Я улыбнулась ему, берясь за ручку двери:

— Я уже большая девочка.

— У этого вампира на тебя стоит не на шутку.

— Ты все вопросы задал, для которых тебе нужно было уединение?

— Тебе кто-нибудь говорил, что ты бестактна?

— Только это и говорят.

Он снова засмеялся, но слегка нервно.

— У тебя когда-нибудь бывало искушение подкормиться больше, чем следует?

В дверях нарисовался швейцар, или служитель парковки, или кто-то так — я махнула рукой, чтобы был свободен.

— Ты это о чем, Рокко?

— Я могу забрать воспоминание, Анита. Забрать и стереть из чужого разума. Несколько раз такое получалось случайно. И как будто тогда это становится уже моим воспоминанием, а не чужим — и это приход. Наплыв радости. Я думаю, если бы я дал себе волю, то мог бы забрать все — все дурные воспоминания человека. Может быть, и больше. Может быть, всю память, оставив его пустым. И думаю, каково это было бы ощущение — забрать все.

— И это искушение? — спросила я.

Он кивнул, на меня не глядя.

— Ты когда-нибудь это делал?

Он посмотрел на меня с удивлением, потом с ужасом:

— Нет, конечно! Это же было бы плохо.

Я кивнула.

— Вопрос не в том, что можешь что-то сделать, Рокко. Даже не в том, что думаешь о том, как это сделать. И даже не в том, что у тебя искушение зайти слишком далеко.

— Так в чем же он?

Я смотрела во вполне взрослое лицо мужчины, знающего свое дело, и видела в его глазах неуверенность. Знакомую мне неуверенность.

— В том, чтобы решить этого не делать. В том, чтобы не поддаться, испытывая соблазн. Не способности наши делают нас служителями зла, сержант, а то, что мы поддаемся им. Паранормальные способности в этом смысле не отличаются от пистолета. То, что ты можешь войти в толпу и перестрелять половину, еще не значит, что ты это сделаешь.
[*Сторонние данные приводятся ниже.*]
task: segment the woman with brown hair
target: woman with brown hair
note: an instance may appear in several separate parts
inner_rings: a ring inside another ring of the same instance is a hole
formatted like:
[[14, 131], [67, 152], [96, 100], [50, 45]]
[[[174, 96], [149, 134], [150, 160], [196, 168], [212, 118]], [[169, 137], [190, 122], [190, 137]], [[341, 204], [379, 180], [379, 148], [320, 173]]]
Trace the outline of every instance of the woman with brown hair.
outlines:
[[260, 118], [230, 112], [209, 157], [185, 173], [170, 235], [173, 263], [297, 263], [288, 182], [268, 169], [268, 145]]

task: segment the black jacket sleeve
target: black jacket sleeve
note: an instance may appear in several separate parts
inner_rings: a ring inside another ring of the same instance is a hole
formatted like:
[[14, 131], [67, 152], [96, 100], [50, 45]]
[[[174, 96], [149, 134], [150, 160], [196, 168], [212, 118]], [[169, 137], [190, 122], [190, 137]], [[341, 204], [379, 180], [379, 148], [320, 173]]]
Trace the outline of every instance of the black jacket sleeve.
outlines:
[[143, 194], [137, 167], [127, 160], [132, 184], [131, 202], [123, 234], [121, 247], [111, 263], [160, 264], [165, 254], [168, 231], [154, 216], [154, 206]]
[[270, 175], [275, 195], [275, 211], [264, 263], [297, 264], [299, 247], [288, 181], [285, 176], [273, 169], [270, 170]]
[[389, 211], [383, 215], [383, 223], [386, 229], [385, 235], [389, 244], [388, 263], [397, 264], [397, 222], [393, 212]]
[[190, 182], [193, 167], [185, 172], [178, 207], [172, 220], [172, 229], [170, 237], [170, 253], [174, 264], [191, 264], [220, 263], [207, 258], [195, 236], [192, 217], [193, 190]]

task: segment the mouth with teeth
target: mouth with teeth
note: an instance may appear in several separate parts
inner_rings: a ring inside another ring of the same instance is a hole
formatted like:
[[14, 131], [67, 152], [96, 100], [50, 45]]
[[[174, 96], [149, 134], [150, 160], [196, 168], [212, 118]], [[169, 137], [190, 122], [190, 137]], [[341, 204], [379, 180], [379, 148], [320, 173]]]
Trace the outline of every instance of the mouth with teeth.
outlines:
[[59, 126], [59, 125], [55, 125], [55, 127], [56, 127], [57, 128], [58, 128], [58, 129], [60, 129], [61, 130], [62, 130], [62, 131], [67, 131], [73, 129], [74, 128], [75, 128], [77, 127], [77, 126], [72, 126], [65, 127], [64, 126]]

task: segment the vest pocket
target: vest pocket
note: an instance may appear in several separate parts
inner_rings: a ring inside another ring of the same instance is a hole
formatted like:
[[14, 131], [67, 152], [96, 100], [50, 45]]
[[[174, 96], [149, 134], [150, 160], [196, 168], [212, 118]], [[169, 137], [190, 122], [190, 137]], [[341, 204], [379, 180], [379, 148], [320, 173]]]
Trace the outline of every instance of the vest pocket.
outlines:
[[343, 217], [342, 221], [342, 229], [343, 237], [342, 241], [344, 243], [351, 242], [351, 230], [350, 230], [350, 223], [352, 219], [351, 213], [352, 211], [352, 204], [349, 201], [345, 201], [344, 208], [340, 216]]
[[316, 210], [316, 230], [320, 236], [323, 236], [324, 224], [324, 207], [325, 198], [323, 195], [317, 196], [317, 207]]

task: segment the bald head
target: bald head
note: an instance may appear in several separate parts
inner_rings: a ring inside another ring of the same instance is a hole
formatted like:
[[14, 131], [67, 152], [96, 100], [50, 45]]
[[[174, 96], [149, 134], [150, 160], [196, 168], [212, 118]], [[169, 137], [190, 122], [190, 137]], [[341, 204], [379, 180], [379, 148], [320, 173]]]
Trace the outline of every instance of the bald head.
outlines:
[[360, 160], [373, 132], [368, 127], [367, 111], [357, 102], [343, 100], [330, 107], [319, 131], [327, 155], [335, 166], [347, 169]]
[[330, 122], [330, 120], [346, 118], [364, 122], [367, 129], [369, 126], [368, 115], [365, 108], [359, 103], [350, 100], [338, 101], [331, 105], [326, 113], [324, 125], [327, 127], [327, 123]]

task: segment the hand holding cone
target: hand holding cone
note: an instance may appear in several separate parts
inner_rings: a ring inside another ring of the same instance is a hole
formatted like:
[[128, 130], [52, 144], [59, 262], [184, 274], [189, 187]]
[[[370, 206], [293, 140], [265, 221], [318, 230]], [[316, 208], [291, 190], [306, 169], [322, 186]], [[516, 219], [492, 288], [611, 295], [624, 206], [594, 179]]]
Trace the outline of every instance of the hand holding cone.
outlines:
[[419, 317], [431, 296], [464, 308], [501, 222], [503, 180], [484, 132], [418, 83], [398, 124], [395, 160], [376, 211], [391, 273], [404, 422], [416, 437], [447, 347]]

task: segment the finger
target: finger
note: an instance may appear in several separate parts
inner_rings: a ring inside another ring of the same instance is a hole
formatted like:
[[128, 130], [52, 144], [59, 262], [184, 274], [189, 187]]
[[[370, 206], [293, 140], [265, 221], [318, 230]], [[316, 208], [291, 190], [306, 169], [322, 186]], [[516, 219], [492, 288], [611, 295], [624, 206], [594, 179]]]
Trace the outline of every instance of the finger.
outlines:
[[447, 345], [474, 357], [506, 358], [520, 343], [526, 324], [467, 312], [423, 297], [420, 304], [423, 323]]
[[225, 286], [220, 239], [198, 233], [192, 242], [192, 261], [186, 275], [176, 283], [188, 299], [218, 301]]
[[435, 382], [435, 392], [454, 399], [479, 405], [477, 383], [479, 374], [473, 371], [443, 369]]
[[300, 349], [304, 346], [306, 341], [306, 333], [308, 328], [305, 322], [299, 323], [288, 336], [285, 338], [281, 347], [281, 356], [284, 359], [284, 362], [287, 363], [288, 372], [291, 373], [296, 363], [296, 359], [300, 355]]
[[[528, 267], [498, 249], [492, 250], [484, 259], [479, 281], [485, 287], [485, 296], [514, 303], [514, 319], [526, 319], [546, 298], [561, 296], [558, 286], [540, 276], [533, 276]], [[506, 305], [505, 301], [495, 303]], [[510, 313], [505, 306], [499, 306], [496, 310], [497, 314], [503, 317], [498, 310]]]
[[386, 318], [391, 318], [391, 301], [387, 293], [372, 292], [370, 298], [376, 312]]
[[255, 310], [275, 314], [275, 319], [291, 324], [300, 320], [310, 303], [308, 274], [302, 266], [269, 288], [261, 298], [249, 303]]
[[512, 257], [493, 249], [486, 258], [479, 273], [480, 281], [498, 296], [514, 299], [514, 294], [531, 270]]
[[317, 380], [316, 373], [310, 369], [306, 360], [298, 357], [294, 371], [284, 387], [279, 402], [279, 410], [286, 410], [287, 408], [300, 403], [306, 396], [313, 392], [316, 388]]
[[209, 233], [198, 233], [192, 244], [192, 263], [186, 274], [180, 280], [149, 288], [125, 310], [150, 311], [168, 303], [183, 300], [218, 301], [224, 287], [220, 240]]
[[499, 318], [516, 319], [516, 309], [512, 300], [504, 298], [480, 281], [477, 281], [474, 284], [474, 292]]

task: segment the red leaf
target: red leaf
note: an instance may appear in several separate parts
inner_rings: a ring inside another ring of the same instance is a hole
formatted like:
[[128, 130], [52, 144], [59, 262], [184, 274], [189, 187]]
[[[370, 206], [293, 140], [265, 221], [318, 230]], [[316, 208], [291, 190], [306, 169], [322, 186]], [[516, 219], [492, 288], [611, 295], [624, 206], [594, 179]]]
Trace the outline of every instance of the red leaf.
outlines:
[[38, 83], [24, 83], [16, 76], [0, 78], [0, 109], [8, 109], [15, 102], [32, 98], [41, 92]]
— Пистолет я могу запереть в сейф. А свою способность не могу из себя вынуть и положить туда же.

— Да, этого мы не можем. И потому каждый день и каждую ночь мы совершаем выбор: быть хорошим человеком, а не мерзавцем.

Он смотрел на меня, не снимая рук с рулевого колеса.

— И вот это твой ответ: мы — хорошие люди, потому что не совершаем плохих поступков?

— Разве не в этом смысл понятия «хороший человек»?

— Нет. Хорошие люди совершают хорошие поступки.

— Разве ты не совершаешь их каждый день?

Он нахмурился:

— Пытаюсь.

— Рокко, так это же и есть все, что может сделать каждый из нас. Мы пытаемся. Мы делаем, что можем. Сопротивляемся соблазну. И продолжаем действовать.

— Я тебя старше лет на десять; как получается, что я у тебя спрашиваю совета?

— Во-первых, я старше, чем выгляжу. Во-вторых, я первый человек на твоем пути, который может испытывать подобный соблазн. Трудно жить, когда думаешь, что ты только один такой — сколько бы лет тебе ни было.

— Звучит как голос опыта.

Я кивнула:

— Но иногда я настолько не одна, что непонятно, куда девать эту компанию.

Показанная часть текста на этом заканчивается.